El tránsito que vivió en 1989 el Carnaval de Santa Cruz de Tenerife para llegar a la plaza de España fue visto por algunos como un arriesgado atrevimiento. La popular cita pedía mayor amplitud y abrió un periodo que se extendió hasta 1995 (retornó al lugar entre 1999 y 2005), dejando el mejor recuerdo, que no agota la vía hacia un ilusionado regreso.
El epicentro carnavalero se estrenó con la alegoría egipcia, monumental templo franqueado por esfinges y obeliscos, que diseñó Chicho Ibáñez Serrador y en el que discurrieron los actos de la fiesta, dirigida en su segundo Carnaval por Jaime Azpilicueta.
MacroEscenario egipcio
Las carnestolendas tinerfeñas se anunciaron oportunamente con el cartel de Javier Mariscal, al tiempo que iba creciendo el macroescenario, fruto del ofrecimiento que su autor hizo el año anterior, “por el sueldo de una peseta”
Juan Viñas y el equipo de Fiestas del Ayuntamiento capitalino no escatimaron su incondicional dedicación y, atentos al calendario, afrontaron, entre otros retos, el establecimiento de una inmensa grada que, peldaño a peldaño, se alzó ante la monumental obra.

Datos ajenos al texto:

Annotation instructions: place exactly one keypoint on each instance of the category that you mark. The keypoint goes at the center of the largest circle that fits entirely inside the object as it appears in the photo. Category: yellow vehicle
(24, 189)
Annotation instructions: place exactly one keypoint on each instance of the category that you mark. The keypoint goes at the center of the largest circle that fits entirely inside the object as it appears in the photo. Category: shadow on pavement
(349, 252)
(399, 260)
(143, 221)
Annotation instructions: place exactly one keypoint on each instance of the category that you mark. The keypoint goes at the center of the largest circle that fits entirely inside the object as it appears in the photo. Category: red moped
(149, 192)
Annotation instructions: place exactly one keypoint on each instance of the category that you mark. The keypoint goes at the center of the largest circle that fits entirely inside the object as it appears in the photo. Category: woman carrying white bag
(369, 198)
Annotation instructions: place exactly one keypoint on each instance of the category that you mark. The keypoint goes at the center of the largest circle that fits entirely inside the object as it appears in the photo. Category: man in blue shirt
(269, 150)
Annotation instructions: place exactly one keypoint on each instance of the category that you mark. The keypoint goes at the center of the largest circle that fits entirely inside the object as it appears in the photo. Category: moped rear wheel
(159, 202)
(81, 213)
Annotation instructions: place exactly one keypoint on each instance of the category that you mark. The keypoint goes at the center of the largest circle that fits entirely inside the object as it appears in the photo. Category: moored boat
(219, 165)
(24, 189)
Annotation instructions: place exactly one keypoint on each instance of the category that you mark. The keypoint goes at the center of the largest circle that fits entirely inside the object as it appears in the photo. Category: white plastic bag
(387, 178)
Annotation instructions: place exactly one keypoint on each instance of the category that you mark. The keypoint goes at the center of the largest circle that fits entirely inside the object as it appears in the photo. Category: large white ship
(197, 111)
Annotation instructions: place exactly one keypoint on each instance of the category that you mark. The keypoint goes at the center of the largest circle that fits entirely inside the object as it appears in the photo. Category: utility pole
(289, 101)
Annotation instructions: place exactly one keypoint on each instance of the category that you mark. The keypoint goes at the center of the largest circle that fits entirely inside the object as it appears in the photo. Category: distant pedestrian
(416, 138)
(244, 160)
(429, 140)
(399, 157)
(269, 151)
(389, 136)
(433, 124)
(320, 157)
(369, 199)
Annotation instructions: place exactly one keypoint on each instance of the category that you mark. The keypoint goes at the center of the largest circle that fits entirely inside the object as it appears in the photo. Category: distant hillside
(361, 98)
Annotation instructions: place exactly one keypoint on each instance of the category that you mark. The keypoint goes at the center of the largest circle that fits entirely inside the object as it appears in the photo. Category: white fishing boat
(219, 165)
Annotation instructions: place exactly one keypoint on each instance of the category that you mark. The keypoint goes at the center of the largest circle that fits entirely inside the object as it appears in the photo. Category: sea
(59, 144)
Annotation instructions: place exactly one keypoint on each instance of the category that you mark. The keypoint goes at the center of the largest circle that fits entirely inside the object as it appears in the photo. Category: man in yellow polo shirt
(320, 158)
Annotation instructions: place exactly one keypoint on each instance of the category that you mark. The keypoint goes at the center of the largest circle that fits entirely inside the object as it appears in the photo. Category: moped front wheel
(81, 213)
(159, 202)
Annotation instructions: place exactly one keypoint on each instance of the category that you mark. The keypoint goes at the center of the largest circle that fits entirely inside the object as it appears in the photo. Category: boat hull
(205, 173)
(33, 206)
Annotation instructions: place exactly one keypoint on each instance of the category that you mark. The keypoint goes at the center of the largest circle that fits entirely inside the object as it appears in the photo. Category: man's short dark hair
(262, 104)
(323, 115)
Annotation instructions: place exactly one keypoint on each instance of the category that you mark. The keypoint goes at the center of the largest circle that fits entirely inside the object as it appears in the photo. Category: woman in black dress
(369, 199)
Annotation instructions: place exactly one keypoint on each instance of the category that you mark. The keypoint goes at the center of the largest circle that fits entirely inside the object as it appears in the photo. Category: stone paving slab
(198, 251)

El entonces alcalde de Santa Cruz, Manuel Hermoso, y la concejala delegada de Fiestas, Maribel Oñate, cerraron con éxito las oportunas gestiones, despertando en Chicho Ibáñez Serrador el deseo de vivir la experiencia del Carnaval chicharreo.
El vínculo de su madre con la isla
En declaraciones a Martín y Carmelo, publicadas en su día en el periódico El País, el Goya de Honor de 2019 (La residencia y ¿Quién puede matar a un niño? fueron sus películas) señaló: “Siempre he pensado que el Carnaval es el pueblo. Por eso me interesa seguirlo de cerca, verlo, vivirlo y tocarlo”.
La isla de Tenerife ocupa un lugar destacado entre los recuerdos de Chicho. Fue en Santa Cruz, en el Teatro Guimerá, donde se despidió de su madre antes de afrontar nuevos retos teatrales. La Isla había enamorado a la actriz Josefina Serrador Marí (Pepita Serrador), que mostró admiración por el carácter afable de las gentes. Junto a Camilo José Cela, consideró que Santa Cruz estaba inmerso entre aromas de cordialidad, estableciendo por ello una peculiar escala que tenía por límites la fresa y la ambrosía.